Nurture an Interactive, Participatory, and Accommodating Class

The following teaching strategies can help to ensure that students actively process course content and build the skills that define history as a discipline.

  • Direct small-group discussion, analysis, or annotation of primary sources.
  • Use polls and surveys.
  • Encourage brainstorming and collaborative inquiry, problem-solving activities, concept mapping, and creation of charts, graphs, infographics, timelines, and word clouds.
  • Facilitate debates, role playing activities, student-led discussions, and peer assessment (in which classmates evaluate and provide feedback on their peers’ work).
  • Regularly gauge student confusion and monitoring student learning (e.g., via a student survey mechanism that allows the instructor to collect feedback from students mid-term, leaving time to amend or adjust the pedagogy and curriculum before the course ends).

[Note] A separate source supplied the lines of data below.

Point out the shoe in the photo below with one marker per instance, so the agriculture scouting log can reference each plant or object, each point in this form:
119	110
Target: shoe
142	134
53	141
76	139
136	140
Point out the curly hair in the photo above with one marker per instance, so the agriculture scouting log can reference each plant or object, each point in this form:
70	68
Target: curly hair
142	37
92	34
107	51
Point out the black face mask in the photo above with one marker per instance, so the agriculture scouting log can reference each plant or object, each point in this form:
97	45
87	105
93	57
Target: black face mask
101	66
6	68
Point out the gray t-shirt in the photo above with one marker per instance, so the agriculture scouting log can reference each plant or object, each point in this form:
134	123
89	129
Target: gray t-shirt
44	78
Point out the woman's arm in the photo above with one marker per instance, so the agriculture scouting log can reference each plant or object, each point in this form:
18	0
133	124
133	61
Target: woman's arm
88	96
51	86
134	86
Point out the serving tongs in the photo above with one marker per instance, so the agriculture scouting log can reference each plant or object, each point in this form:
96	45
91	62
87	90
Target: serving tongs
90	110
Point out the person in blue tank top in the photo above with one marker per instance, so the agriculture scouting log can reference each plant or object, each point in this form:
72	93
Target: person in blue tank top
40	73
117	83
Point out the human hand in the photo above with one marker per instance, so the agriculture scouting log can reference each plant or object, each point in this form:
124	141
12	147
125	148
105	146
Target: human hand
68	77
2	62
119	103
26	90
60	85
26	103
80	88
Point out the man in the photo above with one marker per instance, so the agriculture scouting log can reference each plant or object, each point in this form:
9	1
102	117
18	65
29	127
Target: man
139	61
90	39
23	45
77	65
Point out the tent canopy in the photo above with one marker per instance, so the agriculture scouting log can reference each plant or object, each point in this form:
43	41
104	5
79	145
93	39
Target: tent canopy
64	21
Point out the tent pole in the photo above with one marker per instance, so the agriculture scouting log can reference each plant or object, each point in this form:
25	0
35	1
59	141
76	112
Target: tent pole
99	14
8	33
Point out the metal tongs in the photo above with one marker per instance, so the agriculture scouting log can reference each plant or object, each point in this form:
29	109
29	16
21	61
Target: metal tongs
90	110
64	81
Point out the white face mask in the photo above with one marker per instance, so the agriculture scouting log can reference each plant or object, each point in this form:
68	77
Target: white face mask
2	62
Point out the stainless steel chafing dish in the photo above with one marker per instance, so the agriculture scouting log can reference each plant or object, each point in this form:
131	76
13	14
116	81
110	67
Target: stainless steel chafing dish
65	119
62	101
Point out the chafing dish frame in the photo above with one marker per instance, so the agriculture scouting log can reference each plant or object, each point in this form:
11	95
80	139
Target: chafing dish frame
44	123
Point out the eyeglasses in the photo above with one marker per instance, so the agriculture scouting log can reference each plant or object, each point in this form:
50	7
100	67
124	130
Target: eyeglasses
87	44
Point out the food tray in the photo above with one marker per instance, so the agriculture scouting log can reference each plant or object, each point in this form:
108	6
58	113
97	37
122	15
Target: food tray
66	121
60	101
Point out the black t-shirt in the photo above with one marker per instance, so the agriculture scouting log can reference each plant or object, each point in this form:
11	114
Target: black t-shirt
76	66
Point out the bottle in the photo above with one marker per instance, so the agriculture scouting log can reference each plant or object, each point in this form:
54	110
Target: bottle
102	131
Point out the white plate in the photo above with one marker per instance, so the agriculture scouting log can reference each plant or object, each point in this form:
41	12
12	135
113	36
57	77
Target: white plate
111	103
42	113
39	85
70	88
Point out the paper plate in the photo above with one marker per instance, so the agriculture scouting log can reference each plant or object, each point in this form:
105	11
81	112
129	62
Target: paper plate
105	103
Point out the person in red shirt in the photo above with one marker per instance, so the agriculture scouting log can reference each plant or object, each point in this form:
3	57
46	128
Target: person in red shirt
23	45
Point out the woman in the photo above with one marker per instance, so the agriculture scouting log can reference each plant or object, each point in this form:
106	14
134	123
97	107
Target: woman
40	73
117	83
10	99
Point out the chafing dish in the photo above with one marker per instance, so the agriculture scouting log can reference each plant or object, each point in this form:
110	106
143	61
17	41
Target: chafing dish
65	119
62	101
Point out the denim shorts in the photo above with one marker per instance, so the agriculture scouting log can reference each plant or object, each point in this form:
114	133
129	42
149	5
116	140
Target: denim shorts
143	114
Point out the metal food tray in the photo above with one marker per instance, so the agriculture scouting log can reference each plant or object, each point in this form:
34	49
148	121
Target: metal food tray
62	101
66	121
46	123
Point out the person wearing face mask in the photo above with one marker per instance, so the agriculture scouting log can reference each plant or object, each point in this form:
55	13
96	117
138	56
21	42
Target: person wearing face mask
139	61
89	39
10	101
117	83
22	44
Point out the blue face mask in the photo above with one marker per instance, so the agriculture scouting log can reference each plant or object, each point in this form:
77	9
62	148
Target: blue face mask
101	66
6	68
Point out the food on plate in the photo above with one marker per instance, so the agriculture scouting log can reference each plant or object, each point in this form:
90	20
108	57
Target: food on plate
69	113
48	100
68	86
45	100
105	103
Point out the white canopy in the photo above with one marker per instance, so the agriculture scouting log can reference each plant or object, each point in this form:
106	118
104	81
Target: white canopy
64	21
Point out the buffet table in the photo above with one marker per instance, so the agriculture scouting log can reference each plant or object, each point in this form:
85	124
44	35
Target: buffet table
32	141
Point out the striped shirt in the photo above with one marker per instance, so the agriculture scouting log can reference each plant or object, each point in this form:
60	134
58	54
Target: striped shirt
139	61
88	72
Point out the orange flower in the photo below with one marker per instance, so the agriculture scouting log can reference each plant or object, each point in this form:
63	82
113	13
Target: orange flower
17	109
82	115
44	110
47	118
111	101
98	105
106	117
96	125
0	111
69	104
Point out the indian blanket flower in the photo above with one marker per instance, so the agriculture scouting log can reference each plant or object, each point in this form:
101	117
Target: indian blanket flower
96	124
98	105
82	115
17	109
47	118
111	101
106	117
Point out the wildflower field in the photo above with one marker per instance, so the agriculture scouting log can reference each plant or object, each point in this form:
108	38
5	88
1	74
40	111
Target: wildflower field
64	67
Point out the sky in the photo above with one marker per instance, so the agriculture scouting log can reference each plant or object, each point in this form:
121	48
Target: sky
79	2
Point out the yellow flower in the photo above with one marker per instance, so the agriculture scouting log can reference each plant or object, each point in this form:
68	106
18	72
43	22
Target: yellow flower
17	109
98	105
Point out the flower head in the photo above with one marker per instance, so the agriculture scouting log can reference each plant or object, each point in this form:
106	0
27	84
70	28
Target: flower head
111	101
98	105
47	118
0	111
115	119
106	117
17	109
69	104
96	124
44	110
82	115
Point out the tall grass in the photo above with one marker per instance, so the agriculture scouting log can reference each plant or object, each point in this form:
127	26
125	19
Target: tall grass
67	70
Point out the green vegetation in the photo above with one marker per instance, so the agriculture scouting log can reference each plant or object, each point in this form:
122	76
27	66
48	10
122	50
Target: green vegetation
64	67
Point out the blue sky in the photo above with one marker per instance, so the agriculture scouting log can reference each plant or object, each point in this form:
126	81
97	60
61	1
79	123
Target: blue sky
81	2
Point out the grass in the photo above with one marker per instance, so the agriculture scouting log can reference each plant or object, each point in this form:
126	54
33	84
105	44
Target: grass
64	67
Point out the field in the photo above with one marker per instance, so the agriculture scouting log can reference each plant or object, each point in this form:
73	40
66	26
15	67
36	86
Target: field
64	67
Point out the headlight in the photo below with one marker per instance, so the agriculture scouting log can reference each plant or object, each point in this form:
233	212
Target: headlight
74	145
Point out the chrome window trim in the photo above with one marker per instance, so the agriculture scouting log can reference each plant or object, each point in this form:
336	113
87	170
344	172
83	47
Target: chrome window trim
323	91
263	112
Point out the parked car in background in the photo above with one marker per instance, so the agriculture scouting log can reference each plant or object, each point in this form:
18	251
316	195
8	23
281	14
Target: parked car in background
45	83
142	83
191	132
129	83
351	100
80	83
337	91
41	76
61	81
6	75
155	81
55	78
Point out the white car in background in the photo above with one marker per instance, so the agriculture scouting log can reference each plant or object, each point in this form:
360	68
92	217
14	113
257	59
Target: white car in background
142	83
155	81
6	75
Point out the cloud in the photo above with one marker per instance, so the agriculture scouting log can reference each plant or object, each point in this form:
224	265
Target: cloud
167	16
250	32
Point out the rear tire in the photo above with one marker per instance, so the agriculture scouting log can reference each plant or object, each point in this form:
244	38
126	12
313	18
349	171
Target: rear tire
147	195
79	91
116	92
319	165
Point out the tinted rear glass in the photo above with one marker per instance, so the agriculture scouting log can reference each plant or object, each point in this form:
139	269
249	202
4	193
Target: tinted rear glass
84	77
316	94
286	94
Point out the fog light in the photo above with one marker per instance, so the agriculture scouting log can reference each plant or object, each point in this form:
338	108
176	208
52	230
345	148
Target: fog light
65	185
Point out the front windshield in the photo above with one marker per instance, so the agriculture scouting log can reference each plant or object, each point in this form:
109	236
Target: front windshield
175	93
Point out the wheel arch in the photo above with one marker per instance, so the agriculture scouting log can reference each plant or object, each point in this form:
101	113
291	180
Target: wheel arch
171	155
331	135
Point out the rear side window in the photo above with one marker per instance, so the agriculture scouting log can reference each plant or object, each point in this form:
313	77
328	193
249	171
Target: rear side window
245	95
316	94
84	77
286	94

Leverage the Online Environment

Take advantage of the wealth of primary and secondary sources and other historically valuable resources available online, including audio and video clips, digitized maps, and online databases.

Provide Regular and Substantive Feedback

Prompt and meaningful feedback allows students to monitor their own learning, identify areas of confusion, and improve their performance. Giving students an approximate date to expect feedback (e.g., “grades are released every Tuesday”), using a grading rubric, and telling students how and where to find feedback communicates the expectation that students are responsible for their own development and puts them on the right track for self-correction and reflection.